Быть может, вам это покажется удивительным, но и тетушка стала вскоре отзываться о моем отце с большим сочувствием. Она говорила, что прежде он был довольно неглупым человеком, хотя его страсть к низкой женщине в значительной мере помрачила его рассудок, а как-то однажды, будучи чем-то раздражена против меня, имела жестокость заметить мимоходом, что, если бы не я, она бы никогда не поссорилась с братом.

До последнего своего дня отец посылал весьма значительную сумму на мое содержание: щедрость слишком укоренилась в его натуре, – и новая супруга не в силах была подавить в нем это чувство, однако в одном ей все-таки удалось преуспеть, ибо, хотя отец оставил после смерти более двух тысяч фунтов, мне он выделил из них только сто, с тем чтобы, как он выразился в своем завещании, я могла приискать себе какое-нибудь занятие, если мне угодно будет за таковое приняться.

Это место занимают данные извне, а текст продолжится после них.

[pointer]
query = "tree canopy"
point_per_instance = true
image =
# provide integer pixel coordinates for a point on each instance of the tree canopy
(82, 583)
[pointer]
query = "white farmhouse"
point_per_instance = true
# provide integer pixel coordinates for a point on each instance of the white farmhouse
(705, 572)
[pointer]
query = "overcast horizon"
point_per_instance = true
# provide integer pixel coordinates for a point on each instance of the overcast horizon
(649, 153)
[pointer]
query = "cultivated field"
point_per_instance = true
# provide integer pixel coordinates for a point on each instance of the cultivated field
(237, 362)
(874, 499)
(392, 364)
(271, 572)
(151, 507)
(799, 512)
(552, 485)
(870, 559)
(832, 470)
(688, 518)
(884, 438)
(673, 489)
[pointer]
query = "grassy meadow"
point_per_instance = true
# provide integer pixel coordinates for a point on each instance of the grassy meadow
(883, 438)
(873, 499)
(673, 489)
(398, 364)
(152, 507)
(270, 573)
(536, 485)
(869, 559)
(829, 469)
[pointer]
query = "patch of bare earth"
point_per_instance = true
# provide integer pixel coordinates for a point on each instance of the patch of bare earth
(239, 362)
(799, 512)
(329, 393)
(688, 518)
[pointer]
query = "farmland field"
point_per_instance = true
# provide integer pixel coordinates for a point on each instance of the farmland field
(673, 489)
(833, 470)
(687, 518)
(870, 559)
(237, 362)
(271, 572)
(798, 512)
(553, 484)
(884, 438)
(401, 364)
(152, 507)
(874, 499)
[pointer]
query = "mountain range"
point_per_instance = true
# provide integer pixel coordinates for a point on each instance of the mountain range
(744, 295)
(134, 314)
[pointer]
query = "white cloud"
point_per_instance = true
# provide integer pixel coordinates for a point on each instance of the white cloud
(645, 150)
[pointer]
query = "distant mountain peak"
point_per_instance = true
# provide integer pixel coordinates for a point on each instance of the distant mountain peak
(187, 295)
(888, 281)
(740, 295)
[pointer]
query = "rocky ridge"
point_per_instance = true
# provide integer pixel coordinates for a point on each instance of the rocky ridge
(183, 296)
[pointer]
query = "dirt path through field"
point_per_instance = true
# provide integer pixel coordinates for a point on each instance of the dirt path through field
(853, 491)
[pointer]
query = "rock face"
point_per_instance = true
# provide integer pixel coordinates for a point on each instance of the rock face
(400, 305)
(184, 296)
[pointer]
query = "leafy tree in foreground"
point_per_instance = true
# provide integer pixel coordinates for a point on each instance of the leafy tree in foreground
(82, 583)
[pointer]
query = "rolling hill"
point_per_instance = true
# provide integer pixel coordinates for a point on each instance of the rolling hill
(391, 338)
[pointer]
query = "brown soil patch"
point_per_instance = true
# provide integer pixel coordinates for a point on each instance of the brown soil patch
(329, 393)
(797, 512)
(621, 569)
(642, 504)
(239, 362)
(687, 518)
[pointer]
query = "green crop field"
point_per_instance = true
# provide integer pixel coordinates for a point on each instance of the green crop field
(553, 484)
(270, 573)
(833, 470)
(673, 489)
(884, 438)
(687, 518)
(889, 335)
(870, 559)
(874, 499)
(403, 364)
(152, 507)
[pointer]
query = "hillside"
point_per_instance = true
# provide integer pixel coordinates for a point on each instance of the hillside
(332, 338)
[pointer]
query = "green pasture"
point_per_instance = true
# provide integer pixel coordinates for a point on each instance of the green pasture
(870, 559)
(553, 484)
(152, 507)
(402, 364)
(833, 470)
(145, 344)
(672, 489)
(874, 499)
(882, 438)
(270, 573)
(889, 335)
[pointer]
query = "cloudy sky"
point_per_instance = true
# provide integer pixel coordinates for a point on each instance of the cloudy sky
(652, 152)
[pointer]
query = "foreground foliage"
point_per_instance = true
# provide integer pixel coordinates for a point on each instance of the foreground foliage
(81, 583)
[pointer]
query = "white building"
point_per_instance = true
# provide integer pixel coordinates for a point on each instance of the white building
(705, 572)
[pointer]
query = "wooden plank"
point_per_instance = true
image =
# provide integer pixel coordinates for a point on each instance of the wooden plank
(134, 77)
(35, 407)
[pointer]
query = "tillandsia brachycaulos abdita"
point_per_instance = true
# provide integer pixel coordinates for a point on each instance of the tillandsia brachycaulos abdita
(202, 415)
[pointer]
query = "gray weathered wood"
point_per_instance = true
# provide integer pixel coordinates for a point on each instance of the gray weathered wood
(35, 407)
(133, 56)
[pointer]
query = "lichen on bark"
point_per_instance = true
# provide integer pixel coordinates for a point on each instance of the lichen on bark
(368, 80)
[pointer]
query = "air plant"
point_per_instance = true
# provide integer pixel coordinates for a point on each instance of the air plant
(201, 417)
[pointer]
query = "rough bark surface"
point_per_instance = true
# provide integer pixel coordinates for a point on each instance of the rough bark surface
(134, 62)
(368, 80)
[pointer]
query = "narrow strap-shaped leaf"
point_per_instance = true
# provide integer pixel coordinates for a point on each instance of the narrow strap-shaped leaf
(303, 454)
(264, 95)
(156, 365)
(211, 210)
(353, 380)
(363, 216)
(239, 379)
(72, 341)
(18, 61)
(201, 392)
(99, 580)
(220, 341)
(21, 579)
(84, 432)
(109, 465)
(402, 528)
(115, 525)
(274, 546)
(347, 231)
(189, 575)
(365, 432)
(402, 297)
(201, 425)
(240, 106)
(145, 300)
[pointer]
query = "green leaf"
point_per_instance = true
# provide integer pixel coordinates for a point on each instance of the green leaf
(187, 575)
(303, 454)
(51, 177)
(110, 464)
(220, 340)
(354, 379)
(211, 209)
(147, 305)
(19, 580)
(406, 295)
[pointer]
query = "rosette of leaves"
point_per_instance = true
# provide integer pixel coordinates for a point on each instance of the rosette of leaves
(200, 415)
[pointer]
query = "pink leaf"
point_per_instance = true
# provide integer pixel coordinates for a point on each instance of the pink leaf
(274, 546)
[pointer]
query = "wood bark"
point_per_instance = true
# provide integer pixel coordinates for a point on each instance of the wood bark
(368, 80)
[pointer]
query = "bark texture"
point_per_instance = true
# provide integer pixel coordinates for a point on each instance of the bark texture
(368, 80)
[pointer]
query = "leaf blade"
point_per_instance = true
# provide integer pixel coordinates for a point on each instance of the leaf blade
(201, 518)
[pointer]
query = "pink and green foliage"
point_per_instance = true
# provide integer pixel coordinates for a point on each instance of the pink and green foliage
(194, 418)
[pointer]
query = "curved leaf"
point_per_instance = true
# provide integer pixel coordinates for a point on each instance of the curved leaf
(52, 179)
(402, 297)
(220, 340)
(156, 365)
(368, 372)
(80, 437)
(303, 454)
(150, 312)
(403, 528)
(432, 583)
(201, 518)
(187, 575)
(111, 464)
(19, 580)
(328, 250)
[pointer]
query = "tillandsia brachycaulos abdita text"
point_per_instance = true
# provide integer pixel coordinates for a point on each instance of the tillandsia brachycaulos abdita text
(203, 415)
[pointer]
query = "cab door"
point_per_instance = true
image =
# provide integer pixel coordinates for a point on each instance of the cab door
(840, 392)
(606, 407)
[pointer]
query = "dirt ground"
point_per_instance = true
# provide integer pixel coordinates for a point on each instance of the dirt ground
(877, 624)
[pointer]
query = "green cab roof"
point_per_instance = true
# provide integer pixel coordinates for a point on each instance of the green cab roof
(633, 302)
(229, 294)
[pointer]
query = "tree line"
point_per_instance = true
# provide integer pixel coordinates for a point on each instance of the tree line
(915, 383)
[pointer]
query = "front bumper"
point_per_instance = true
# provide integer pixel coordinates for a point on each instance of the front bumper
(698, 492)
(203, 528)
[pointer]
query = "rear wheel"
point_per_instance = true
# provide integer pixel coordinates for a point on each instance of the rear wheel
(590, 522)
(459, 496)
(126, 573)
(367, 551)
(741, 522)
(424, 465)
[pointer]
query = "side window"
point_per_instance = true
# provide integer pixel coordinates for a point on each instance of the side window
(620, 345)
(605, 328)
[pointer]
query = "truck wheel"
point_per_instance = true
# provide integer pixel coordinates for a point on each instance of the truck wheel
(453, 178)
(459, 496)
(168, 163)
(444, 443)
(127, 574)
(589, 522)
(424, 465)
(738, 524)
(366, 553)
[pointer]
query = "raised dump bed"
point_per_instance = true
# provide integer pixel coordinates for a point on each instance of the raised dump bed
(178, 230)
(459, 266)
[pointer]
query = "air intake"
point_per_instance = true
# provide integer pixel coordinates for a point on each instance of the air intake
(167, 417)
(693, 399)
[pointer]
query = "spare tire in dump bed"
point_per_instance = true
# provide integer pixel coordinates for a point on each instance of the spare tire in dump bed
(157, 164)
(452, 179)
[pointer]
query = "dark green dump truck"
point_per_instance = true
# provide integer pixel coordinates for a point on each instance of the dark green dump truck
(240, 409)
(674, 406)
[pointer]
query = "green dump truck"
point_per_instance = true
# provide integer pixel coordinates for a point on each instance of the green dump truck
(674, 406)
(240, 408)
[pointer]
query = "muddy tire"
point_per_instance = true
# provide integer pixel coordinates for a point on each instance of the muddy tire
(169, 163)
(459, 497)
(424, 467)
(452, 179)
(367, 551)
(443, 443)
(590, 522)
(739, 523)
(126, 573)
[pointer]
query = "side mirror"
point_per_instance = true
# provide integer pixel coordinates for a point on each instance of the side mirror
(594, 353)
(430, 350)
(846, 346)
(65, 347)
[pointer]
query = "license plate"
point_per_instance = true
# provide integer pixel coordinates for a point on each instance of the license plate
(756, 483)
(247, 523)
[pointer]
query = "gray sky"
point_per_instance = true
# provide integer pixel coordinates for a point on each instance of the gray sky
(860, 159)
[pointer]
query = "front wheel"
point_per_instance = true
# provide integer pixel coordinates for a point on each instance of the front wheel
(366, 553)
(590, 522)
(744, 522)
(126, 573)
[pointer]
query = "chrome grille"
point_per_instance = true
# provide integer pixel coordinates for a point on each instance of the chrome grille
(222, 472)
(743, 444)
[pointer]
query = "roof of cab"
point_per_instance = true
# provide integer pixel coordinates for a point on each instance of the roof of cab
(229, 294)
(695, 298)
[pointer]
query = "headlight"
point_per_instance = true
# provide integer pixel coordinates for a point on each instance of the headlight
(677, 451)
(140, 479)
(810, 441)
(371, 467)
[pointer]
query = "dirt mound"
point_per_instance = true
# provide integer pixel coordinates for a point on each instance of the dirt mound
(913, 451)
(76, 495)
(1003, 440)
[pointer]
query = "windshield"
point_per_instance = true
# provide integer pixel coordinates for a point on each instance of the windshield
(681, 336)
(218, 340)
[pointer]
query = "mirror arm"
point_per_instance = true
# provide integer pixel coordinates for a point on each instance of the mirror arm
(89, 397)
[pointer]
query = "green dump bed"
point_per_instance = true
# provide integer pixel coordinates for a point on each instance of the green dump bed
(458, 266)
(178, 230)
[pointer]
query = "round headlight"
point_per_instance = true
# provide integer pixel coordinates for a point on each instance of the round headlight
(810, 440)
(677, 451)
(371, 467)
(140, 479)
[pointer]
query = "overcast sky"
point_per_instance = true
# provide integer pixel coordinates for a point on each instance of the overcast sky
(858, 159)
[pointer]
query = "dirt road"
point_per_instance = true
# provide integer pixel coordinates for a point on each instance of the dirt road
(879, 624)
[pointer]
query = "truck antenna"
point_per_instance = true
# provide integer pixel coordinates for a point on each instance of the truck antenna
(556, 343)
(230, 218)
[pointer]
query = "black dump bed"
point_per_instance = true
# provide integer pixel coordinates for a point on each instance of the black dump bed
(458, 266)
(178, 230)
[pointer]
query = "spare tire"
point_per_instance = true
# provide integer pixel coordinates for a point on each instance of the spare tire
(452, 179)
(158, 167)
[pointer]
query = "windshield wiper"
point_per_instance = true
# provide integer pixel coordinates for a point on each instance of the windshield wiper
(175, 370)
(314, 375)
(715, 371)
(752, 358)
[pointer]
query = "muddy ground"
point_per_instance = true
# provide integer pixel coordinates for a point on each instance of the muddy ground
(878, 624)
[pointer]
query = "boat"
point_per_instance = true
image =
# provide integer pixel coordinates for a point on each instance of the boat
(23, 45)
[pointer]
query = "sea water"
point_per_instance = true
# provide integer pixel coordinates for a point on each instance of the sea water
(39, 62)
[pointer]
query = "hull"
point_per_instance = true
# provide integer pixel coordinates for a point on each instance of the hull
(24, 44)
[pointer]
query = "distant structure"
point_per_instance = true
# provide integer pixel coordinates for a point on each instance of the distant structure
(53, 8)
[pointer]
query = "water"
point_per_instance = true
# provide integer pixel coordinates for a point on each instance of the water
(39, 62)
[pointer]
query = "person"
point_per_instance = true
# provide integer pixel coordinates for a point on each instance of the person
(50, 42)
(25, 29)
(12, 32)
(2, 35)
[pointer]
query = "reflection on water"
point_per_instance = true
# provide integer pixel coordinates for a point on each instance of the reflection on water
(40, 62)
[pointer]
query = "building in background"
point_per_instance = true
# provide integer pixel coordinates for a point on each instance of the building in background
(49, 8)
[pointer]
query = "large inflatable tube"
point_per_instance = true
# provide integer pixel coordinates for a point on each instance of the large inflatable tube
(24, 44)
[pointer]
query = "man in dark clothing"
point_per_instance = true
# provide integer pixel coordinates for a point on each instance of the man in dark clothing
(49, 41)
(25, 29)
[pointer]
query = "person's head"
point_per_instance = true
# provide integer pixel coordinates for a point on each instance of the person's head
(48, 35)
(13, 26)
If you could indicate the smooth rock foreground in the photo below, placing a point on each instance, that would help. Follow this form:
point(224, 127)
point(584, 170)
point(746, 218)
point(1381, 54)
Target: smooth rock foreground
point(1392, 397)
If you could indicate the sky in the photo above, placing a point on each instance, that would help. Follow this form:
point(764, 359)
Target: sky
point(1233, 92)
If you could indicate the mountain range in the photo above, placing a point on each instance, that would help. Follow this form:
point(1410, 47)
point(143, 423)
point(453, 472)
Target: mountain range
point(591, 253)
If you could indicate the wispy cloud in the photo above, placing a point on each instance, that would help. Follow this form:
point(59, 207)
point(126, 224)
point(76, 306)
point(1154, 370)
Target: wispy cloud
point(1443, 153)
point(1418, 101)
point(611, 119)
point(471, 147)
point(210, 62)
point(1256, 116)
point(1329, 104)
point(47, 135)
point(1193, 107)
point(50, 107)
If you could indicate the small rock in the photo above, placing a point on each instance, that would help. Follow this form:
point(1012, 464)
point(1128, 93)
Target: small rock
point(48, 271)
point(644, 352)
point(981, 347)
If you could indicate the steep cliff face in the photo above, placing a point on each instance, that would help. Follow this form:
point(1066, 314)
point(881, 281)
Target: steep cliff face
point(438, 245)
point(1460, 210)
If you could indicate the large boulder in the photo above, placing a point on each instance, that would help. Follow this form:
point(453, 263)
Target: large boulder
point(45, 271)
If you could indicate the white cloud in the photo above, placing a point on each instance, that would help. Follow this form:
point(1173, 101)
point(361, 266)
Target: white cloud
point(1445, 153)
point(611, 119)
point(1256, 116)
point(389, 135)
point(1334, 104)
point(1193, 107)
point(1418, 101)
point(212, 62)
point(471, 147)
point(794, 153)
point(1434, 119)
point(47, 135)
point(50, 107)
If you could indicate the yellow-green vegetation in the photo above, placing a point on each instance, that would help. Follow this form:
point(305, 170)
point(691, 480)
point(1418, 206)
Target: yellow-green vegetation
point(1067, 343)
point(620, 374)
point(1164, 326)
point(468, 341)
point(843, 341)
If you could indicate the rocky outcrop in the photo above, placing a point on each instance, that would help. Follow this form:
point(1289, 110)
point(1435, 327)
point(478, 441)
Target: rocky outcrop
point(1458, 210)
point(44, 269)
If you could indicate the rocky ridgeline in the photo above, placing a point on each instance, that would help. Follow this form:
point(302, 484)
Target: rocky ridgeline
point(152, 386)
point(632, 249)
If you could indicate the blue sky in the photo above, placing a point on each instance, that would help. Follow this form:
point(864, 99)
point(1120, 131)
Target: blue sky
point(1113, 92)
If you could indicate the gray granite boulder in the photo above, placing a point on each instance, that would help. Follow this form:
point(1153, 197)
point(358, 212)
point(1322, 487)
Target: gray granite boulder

До сего времени тетушка ко мне благоволила, однако теперь ее отношение ко мне стало меняться. Воспользовавшись вскоре случаем, она дала мне понять, что ей не по средствам содержать меня, и поскольку прокормиться на проценты от оставленных мне отцом денег я не могу, то мне уже давно пора подумать о том, чтобы начать самостоятельную жизнь. При этом она добавила, что ничего глупее пожелания, чтобы я приискала себе какое-нибудь занятие, ее братец не мог и придумать: ведь я совершенно ни к чему не приучена, да и оставленная мне сумма слишком ничтожна, чтобы с ее помощью я могла найти себе сколько-нибудь приличное занятие; в итоге она выразила желание поскорее отправить меня к кому-нибудь в услужение и притом безотлагательно.

Совет тетушки был, возможно, вполне справедлив, и я ответила ей, что готова поступить так, как она мне велит, но что сейчас я очень скверно себя чувствую и прошу поэтому позволить мне остаться у нее до тех пор, пока я не получу причитающуюся мне долю наследства, а мне должны были выплатить ее только через год после смерти отца; я пообещала сразу же возместить все расходы на мое содержание, – на это предложение тетушка с готовностью согласилась.

А теперь, сударыня, – сказал миссис Беннет со вздохом, – мне предстоит рассказать вам о событиях, непосредственно приведших к тому ужасному несчастью в моей жизни, по причине которого я и осмелилась побеспокоить вас, – и вот сейчас так долго испытываю ваше терпение.

Как ни хотелось Амелии поскорее узнать суть дела, она любезно поспешила успокоить миссис Беннет, и та продолжала свой рассказ, как об этом повествуется в следующей главе.